Established about fifty years ago, Arochukwu General Hospital had catered for the medical needs of the whole area originally under Arochukwu Division before local governments were created in 1976 by the Obasanjo military regime of that period.
And when the late Mazi S G Ikoku became Commissioner for Health, more and the necessary equipment were brought to the hospital. Thus, nearly everything needed in the hospital was there. So, Aros and their neighbours had the best in secondary health care services then, including the people of Iwerre, Okpoto, et cetera that are now in Akwa Ibom and Cross River states.
The hospital had adequate numbers of medical personnel: doctors, pharmacists, lab scientists, nurses, ward maids, caterers, mortuary attendants, caretakers and other sundry staff. Thus, the hospital premises were perennially kept clean, tidy and looked attractive to patients who patronised and sought services from the hospital.
That ideal situation obtained till the Second Republic politics ended – in 1983. When the military intervened in the political process in the country on 31 December, 1983, democratic structures were destroyed and, with time, abnormal things started taking place and now ‘things have changed,’ and so has Arochukwu General Hospital.
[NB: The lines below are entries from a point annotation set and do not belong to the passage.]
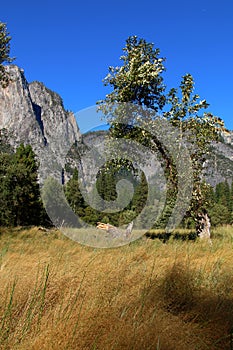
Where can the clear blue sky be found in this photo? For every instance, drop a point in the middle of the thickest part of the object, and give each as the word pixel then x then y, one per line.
pixel 68 45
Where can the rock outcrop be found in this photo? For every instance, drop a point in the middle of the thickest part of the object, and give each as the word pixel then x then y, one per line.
pixel 35 115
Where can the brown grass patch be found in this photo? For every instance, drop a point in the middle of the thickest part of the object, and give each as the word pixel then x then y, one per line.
pixel 56 294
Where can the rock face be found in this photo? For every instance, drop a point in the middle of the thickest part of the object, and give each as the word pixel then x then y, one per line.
pixel 35 115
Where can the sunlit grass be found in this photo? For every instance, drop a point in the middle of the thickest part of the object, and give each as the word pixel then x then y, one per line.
pixel 58 294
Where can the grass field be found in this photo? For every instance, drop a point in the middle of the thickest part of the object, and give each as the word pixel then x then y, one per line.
pixel 57 294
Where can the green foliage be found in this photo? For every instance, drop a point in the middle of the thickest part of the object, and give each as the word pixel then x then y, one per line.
pixel 19 189
pixel 74 195
pixel 139 81
pixel 4 54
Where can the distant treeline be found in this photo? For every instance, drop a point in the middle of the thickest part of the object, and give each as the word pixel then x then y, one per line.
pixel 21 202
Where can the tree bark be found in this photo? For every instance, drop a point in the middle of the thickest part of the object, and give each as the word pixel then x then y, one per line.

Before his regime expired on 29 May 2015, the Theodore Orji-led Abia state government had renovated many general hospitals in the state. One of such hospitals was Arochukwu General Hospital. That government had renovated nearly all the structures in the hospital, painted same and since then it has been beautiful and attractive to the eyes.
So, on Thursday, 24 November, 2016, Aro News visited the hospital again after doing so the previous day. On arrival, the correspondent went straight to the OPD (out-patient department) where a worker therein had responded to the questions posed to her.
According to her ‘the hospital has two doctors (the junior one resides in Baraki while the senior one shuttles from Umuahia to Arochukwu, and stays for a number of days as he likes before returning to Umuahia.) We also have three nurses, three pharmacy attendants, one pharmacy technician, and two health attendants. We have also two mortuary attendants, one lab technician, two lab attendants and four labourers (caretakers.)’
From this, it became clear that the hospital, therefore, had no laboratory scientist and no pharmacist. So, those who handle drug dispensation in the hospital are the pharmacy attendants mainly, and with only four labourers, the task of keeping the hospital clean hangs in the balance.
According to another respondent, ‘the hospital is bushy because only four caretakers (labourers) are employed to keep it clean and, obviously, they cannot do so effectively. That is why you see weeds every where here. So, we need more hands in this regard.’
Again, with no pharmacist and with one lab technician, Arochukwu General Hospital can not render effective laboratory science services to the people. It is obvious that a lab technician can never be effective in the discharge of lab science duties in the hospital. This is even more disturbing when we take into consideration that one of the structures renovated to the liking of the people was the imposing building housing the laboratory section of the hospital.
So, the hospital invariably needs one more doctor, three more nurses, a pharmacist/one more pharmacy technicians; four more caretakers (labourers) for effective services to the good people of Arochukwu, particularly in the area of environmental cleanliness of the hospital. This was corroborated by the correspondents who had spoken to Aro News.
But one correspondent went ahead to pledge that the workers in the hospital would always give the people the best in services. ‘But we actually need more hands and we count on your people to help in this regard, please.’ She pleaded.